②キャッシュ・フローの状況の分析・検討内容並びに資本の財源及び資金の流動性に係る情報

a.キャッシュ・フローの状況の分析・検討内容

 「1.経営成績等の状況の概要 (2)キャッシュ・フローの分析」に記載のとおりです。

 

b.資本の財源及び資金の流動性に係る情報

 当社グループの資本の財源及び資金の流動性につきましては、事業運営上必要な流動性と資金の源泉を安定的に確保することを基本方針としております。

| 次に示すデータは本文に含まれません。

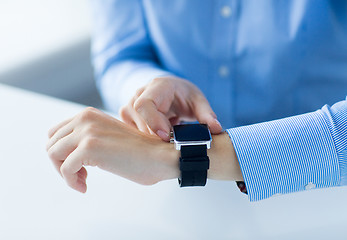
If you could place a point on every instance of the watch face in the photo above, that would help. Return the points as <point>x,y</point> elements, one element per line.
<point>191,132</point>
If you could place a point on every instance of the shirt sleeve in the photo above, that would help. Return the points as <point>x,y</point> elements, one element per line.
<point>123,56</point>
<point>293,154</point>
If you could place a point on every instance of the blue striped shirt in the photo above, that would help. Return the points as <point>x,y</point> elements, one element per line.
<point>255,61</point>
<point>293,154</point>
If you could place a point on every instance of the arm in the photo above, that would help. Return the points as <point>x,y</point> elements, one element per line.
<point>93,138</point>
<point>280,156</point>
<point>293,154</point>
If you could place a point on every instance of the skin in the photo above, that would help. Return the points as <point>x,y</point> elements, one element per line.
<point>165,102</point>
<point>93,138</point>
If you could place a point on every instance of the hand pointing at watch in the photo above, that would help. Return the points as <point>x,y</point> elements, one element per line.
<point>166,101</point>
<point>93,138</point>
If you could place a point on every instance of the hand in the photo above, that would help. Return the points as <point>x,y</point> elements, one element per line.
<point>165,102</point>
<point>93,138</point>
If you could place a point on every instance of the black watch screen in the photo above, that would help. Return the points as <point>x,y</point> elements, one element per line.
<point>191,132</point>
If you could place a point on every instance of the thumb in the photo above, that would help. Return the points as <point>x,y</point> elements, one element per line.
<point>204,114</point>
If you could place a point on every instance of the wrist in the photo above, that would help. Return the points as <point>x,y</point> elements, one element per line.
<point>223,160</point>
<point>168,160</point>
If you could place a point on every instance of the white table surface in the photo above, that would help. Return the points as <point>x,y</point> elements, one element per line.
<point>35,203</point>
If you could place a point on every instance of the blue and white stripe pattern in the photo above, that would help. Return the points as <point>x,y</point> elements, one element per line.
<point>295,153</point>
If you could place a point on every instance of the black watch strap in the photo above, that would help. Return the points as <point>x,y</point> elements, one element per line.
<point>194,164</point>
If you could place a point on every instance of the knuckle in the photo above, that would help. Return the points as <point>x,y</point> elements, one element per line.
<point>90,129</point>
<point>90,143</point>
<point>123,112</point>
<point>140,103</point>
<point>52,154</point>
<point>87,114</point>
<point>139,91</point>
<point>64,169</point>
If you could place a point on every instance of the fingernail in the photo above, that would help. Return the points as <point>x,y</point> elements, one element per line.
<point>162,134</point>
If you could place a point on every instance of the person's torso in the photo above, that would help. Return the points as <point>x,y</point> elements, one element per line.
<point>255,60</point>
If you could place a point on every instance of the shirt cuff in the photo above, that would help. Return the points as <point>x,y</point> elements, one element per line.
<point>286,155</point>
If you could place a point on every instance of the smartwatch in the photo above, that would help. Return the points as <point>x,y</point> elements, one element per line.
<point>192,140</point>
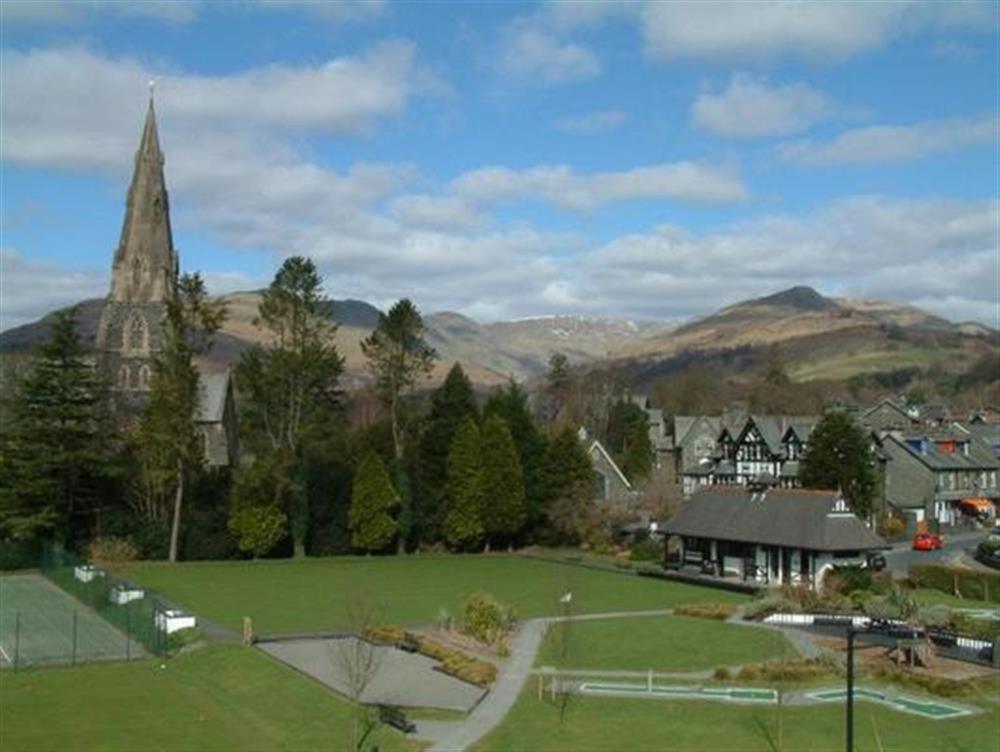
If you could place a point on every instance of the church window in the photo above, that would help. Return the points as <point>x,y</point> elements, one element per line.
<point>136,334</point>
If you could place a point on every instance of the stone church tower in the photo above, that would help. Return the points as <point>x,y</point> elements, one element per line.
<point>143,277</point>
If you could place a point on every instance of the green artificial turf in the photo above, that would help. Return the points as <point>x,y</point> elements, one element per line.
<point>661,643</point>
<point>310,594</point>
<point>219,698</point>
<point>598,724</point>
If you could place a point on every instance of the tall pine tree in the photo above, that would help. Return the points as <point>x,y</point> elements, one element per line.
<point>502,486</point>
<point>373,502</point>
<point>463,523</point>
<point>451,403</point>
<point>57,445</point>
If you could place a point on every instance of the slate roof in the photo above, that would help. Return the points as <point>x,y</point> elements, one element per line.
<point>794,518</point>
<point>212,389</point>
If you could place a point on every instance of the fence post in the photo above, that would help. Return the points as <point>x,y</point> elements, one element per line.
<point>17,641</point>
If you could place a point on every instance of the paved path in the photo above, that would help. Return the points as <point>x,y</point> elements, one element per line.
<point>455,736</point>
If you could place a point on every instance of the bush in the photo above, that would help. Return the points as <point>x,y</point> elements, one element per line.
<point>719,611</point>
<point>111,552</point>
<point>967,583</point>
<point>771,604</point>
<point>486,619</point>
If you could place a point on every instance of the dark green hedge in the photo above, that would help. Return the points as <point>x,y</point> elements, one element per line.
<point>982,586</point>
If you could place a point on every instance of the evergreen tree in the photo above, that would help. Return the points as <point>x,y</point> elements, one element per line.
<point>451,403</point>
<point>56,446</point>
<point>289,387</point>
<point>169,445</point>
<point>397,356</point>
<point>511,404</point>
<point>373,501</point>
<point>463,525</point>
<point>569,480</point>
<point>502,486</point>
<point>839,457</point>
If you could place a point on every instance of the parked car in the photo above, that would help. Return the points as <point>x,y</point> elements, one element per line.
<point>927,542</point>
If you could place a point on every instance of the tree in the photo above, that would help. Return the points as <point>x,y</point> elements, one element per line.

短期運転資金につきましては、自己資金及び金融機関からの短期借入れ(当座借越)を基本としており、設備資金やその他投資案件等に係る資金の調達につきましては、金融機関からの長期借入れを基本としております。なお、新型コロナウイルス感染症の影響で、当社グループのキャッシュ・フローの状況に影響を及ぼす可能性はありますが、現金及び現金同等物の高い水準の残高や当座借越契約の締結により、十分な手許現預金の水準を確保できる状況にあります。

 また、当社グループは、資金の効率的な活用と金融費用の削減を目的として、グループ内の資金調達・資金管理の一元化を行い、グループ全体の資金効率化を進めております。当社グループは、健全な財政体質、継続的な営業活動によるキャッシュ・フロー創出能力により、今後も事業成長を確保する手許流動性を高める資金調達や、個別投資案件への資金調達は可能と考えております。

 

③重要な会計上の見積り及び当該見積りに用いた仮定

 当社グループの連結財務諸表は、わが国において一般に公正妥当と認められている会計基準に基づき作成されております。この連結財務諸表の作成に当たり、見積りが必要な事項につきましては合理的な基準に基づき、会計上の見積りを行っております。

 連結財務諸表の作成に当たって用いた会計上の見積り及び当該見積りに用いた仮定のうち、重要なものについては、「第5 経理の状況 1 連結財務諸表等 (1)連結財務諸表 注記事項 (重要な会計上の見積り)」に記載のとおりであります。